As I sat in a camping chair on Saturday afternoon, mute from heat exhaustion, a pale, skinny teenager wearing a pair of tiny white underwear bounded up to our tent. “Hey, do you have any Sour Patch Kids?” he asked breathlessly. “I need them to drop acid on.”

“I do,” said one well-dressed camper, and gave the entire package to the boy, who ran off ecstatic into the baking desert heat. At the Coachella Valley Music and Arts Festival, generosity is highly appreciated, and separation between classes is stripped away, at least technically. Aging hippies, high school ravers with feathers stuck in their hair, scenesters in high-waisted skirts and gladiator sandals, and odd celebrities like David Hasselhoff all get down under the same sweaty rafters, eat the same overpriced gyros, and forego modern conventions, such as toilet paper and running water, in favor of getting back to the “basics,” like steamy porta-potties and empty hand sanitizer dispensers.

However, with temperatures topping 100 degrees, and 150,000 in attendance trying to see over 120 bands, many of which play at the same time, opportunities for heatstroke and irritation multiply. As Annie Clark (aka St. Vincent) shouted at the audience, clutching her red electric guitar, “There’s so many of you! And you’re all so fucking hot!” This wouldn’t matter if the sheer amount of people didn’t preclude intimacy with the bands, and in many cases, prevent fans from seeing their favorite acts.

This reviewer was only in attendance on Saturday, due to highly anticipated sets like Portishead, Animal Collective, M.I.A, and Prince. After parking in the wrong lot and forlornly trekking through dusty desert roads and asking misinformed parking attendants for directions to Lot 5, I entered the festival at around 4:30 in the afternoon, just as the Empire Polo Field was beginning to “cool off,” in time to see Steven Malkmus and the Jicks. Plagued by indecision and heat, I stuck around long enough to hear a few songs, but Malkmus lacked the fire of his previous band, Pavement, and failed to be truly compelling. Off to the Mojave tent, which was much too packed to see Kate Nash, the articulate and chirpy British singer-songwriter. So I made my way to the Sahara tent, which was too crowded to see Hot Chip, but at least provided a bit of lawn space to bob my head to the beat.
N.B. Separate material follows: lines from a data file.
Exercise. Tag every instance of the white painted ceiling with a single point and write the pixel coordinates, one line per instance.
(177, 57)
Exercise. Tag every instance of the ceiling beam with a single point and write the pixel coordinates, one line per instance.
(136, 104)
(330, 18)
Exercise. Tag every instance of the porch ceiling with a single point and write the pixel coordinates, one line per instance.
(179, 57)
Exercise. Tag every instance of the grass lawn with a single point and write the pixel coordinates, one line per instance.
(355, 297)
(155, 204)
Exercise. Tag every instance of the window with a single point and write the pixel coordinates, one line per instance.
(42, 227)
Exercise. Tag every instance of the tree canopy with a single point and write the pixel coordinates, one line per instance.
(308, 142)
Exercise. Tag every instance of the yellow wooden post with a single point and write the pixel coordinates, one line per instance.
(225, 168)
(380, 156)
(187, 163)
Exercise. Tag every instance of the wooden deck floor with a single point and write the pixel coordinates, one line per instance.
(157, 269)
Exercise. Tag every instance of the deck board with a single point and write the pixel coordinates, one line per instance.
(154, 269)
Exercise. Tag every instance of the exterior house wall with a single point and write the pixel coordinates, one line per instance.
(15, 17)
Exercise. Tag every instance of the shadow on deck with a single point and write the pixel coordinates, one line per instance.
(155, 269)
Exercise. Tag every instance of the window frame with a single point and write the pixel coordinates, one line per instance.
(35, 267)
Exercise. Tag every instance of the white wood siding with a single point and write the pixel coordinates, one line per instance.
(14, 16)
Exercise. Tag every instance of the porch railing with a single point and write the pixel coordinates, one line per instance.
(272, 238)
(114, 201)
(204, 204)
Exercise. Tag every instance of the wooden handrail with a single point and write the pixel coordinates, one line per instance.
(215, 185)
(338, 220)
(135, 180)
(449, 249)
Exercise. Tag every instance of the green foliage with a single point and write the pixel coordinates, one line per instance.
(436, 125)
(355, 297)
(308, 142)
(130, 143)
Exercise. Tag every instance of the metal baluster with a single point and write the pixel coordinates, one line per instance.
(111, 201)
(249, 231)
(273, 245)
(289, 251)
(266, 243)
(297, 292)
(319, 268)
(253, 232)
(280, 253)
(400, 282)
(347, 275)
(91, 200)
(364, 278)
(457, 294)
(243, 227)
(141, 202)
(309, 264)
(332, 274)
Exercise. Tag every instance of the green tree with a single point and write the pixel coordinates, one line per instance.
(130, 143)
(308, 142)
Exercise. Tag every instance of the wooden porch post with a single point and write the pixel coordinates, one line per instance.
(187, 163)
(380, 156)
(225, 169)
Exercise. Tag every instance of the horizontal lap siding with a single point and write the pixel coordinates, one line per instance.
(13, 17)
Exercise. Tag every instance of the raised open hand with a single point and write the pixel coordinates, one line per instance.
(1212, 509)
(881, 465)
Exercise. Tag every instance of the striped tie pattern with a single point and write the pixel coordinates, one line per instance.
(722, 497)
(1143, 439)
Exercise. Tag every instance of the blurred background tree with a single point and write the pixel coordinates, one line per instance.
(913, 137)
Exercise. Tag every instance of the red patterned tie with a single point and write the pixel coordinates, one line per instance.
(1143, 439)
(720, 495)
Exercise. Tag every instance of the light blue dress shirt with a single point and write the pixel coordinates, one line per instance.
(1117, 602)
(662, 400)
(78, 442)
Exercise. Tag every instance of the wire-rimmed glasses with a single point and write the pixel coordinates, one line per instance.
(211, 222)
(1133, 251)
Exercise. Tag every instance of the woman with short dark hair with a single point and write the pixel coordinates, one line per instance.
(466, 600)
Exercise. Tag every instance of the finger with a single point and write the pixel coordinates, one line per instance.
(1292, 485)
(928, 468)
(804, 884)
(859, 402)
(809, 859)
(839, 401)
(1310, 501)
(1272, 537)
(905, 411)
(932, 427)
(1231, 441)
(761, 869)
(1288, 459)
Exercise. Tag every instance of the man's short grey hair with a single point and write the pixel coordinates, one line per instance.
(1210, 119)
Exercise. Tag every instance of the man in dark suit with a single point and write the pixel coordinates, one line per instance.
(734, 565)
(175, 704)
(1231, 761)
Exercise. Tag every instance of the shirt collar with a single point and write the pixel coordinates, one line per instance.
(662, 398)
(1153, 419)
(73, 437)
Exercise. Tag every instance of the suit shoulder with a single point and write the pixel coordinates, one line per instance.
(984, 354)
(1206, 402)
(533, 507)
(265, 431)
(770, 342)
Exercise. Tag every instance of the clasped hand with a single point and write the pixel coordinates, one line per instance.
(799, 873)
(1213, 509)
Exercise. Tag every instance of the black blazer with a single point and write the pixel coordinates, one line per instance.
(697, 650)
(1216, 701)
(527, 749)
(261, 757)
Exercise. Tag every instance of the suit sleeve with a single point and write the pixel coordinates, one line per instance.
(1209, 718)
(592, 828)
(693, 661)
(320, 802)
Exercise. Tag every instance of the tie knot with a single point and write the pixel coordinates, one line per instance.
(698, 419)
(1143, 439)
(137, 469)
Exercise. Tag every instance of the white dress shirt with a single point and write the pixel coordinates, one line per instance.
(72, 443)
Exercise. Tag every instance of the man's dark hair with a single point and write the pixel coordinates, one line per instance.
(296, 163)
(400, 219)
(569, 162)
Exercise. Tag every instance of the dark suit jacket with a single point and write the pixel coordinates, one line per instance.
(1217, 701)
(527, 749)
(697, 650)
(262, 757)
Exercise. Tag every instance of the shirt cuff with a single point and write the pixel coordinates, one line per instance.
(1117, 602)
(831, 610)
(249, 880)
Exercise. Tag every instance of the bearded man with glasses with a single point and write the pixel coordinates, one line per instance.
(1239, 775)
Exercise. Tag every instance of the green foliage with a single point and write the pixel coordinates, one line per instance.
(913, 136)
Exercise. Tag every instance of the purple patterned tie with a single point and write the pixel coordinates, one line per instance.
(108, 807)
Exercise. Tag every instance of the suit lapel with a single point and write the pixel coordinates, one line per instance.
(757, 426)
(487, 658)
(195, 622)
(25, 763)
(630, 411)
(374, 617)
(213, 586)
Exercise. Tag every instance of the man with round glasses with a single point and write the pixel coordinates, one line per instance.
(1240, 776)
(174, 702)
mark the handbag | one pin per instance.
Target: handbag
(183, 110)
By the time M.I.A. and Animal Collective went onstage – at the same time – I was becoming woozy. As nearly the entire polo field flooded the Sahara tent, I stood on the sidelines, barely able make out the first strains of “Bamboo Banga” and see the pea-sized M.I.A. jumping around in a platinum blond wig. The crush of people at M.I.A. allowed for a bit of room at Animal Collective, but the band failed to impress. While the audience waited in eager anticipation for songs from Strawberry Jam, Animal Collective seemed deliberately un-engaging, playing a few new songs and a weirdly unsynchronized rendition of “Fireworks.” Still disappointed, I went to the expansive Coachella stage to sit down in the grass and watch Portishead and Beth Gibbons, who still sings “Wandering Star” in a perfect, melancholy soprano.

After this, Prince took too long to take the stage, and I was too tired from the heat to stand up. Apparently, Melanie Griffith and Sienna Miller were in attendance at Prince’s set. And, allegedly, Prince covered Radiohead’s “Creep,” surely the most memorable moment of this year’s Coachella. Of course, I wouldn’t know. On the verge of passing out, I made it back to my tent after Prince’s first song, where I fell asleep, only to be woken at 2 in the morning by a conga line of drummers, possibly on acid, chanting “Wake! Up!”
This experience, while interesting, was not what I was hoping for. Perhaps five or even two years ago Coachella was a more dynamic and exciting place, but due to the crowds and the excessive publicity, it seems to have been robbed of its authenticity. Why would someone go to a festival where it is too crowded to see the music? And why do so many rave about performances that are not exactly spectacular? Perhaps concertgoers’ denial of the exorbitant ticket prices elevates solid performances to frenzied, nearly religious experiences in retrospect. Perhaps this buzz makes everybody wish they had been there and maybe this is why even more people shell out the money to go the following year, making for an even more chaotic and crowded Coachella. It’s a cycle almost as vicious as the sweltering heat.